Union Mystifies Me

Union Mystifies Me

After all this time I am still mystified about union. There are many clues that our experience is not unique, e.g. “shall be joined unto his wife, and they two shall be one flesh“, but the modern world-view has no room for a consciousness that transcends my individual body.

A big clue is that when either of us talk about the experience of union, the other says “yes, yes, yes.”  The agreement that we have on its nature is uncanny; we are not two blind people feeling an elephant. This happens consistently, yet still confounds me. Pardon my struggles to accept my own experience. “Who you gonna believe, me or your own eyes?” Chico Marx, “Duck Soup”

Tell your friends!

2 Comments on “Union Mystifies Me

  1. I must say, Phil, that reading through this kinda confused even me as to what you’re actually refering to.

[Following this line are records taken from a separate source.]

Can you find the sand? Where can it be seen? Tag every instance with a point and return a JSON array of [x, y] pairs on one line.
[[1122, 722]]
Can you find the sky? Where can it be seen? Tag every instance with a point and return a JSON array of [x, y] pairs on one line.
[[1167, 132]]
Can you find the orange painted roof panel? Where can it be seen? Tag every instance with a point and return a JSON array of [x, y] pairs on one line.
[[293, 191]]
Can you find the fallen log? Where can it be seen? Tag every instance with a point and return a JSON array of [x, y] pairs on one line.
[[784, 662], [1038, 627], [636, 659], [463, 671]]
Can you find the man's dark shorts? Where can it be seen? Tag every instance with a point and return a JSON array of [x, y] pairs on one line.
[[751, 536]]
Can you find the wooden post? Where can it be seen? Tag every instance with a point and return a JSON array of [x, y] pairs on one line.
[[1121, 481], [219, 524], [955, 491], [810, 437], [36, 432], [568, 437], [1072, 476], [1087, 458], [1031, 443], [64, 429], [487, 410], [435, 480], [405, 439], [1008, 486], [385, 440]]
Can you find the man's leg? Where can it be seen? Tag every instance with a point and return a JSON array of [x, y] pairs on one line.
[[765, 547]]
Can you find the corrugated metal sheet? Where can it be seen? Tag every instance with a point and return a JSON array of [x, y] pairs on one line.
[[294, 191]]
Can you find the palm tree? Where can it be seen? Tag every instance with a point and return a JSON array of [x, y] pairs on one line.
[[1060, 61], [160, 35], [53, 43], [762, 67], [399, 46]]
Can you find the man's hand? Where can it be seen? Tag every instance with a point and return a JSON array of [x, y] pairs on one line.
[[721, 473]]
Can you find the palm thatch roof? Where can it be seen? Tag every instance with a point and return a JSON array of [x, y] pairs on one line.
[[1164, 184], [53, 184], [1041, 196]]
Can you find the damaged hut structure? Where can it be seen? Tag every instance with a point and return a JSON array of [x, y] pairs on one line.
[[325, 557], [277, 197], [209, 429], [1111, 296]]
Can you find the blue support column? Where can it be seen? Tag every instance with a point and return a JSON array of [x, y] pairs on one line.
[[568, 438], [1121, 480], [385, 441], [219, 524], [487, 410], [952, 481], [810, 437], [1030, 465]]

    When you say union, is this sexual, relationship or spiritual based? Or maybe even something else.

    Huh? 🙂

  2. Hi Martin,

    I’m mainly referring to sexual, where I have the simultaneous experience of myself and a conjoined self. It is facilitated by sex, but transcends it; I think of sex like a step-ladder that allows us to reach this place.

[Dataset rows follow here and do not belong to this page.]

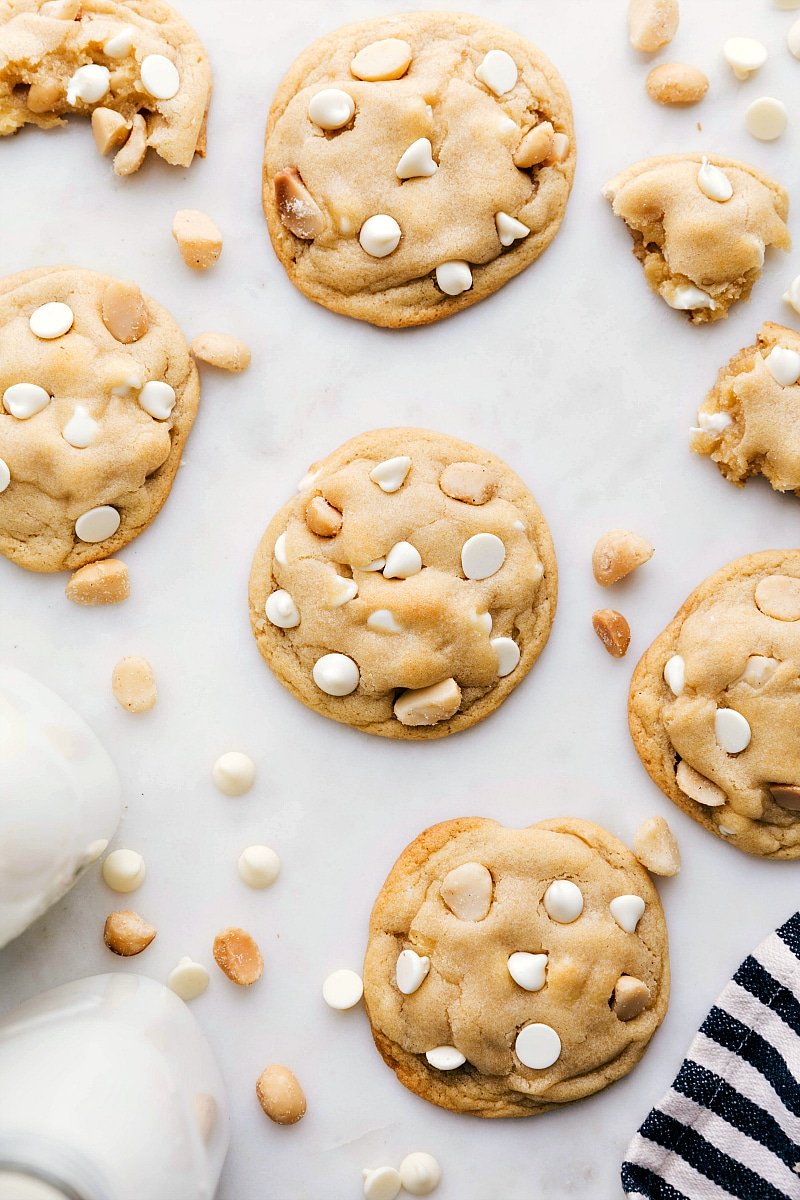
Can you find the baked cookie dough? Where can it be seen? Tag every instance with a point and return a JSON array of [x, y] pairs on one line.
[[699, 227], [409, 586], [97, 396], [715, 707], [750, 421], [510, 971], [415, 163], [137, 67]]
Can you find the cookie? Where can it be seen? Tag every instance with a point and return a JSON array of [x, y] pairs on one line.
[[699, 228], [510, 971], [409, 586], [715, 708], [136, 66], [415, 163], [97, 396], [750, 421]]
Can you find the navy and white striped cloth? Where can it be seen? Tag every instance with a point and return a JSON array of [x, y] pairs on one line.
[[729, 1125]]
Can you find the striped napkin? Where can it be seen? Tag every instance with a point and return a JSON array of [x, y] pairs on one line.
[[729, 1125]]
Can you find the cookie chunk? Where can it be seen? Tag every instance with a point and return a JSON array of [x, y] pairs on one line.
[[750, 421], [137, 67], [409, 586], [415, 163], [699, 228], [510, 971], [715, 708], [97, 396]]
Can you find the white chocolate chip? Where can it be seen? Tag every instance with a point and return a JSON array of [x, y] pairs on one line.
[[627, 912], [714, 183], [160, 77], [445, 1057], [342, 989], [336, 675], [481, 556], [53, 319], [732, 730], [379, 235], [563, 901], [80, 430], [97, 525], [124, 870], [411, 971], [234, 773], [498, 71], [537, 1047], [417, 161], [528, 970], [509, 228], [25, 400], [331, 108], [767, 119], [390, 475], [453, 277]]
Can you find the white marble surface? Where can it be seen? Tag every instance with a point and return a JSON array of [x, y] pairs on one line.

    After repeatedly seeing it here, I am able to glimpse it in other situations like doing a crossword together, or jointly playing Mahjong. It brings up questions about self and identity. Although we normally identify with our body, we also identify as British, male, human, a member of a football team, etc., and under certain circumstances, our ego yields and our identity becomes that of the group.

    Yet our identification with the body is so strong that we do not usually notice this transference of consciousness, and when we do, our culture has no words for it and no place in its model of the world for it, so it is dismissed.

    In “Janus”, Arthur Koestler writes that just as cells are part of the human body, people are parts of a larger whole. Science has done poorly at locating the source of consciousness within the human body, and I think that if we are open to the possibility, we can sometimes transcend ourselves.

    We have found sex to be a gateway, but the questions it raises go beyond that to ones about the nature of self and spirit.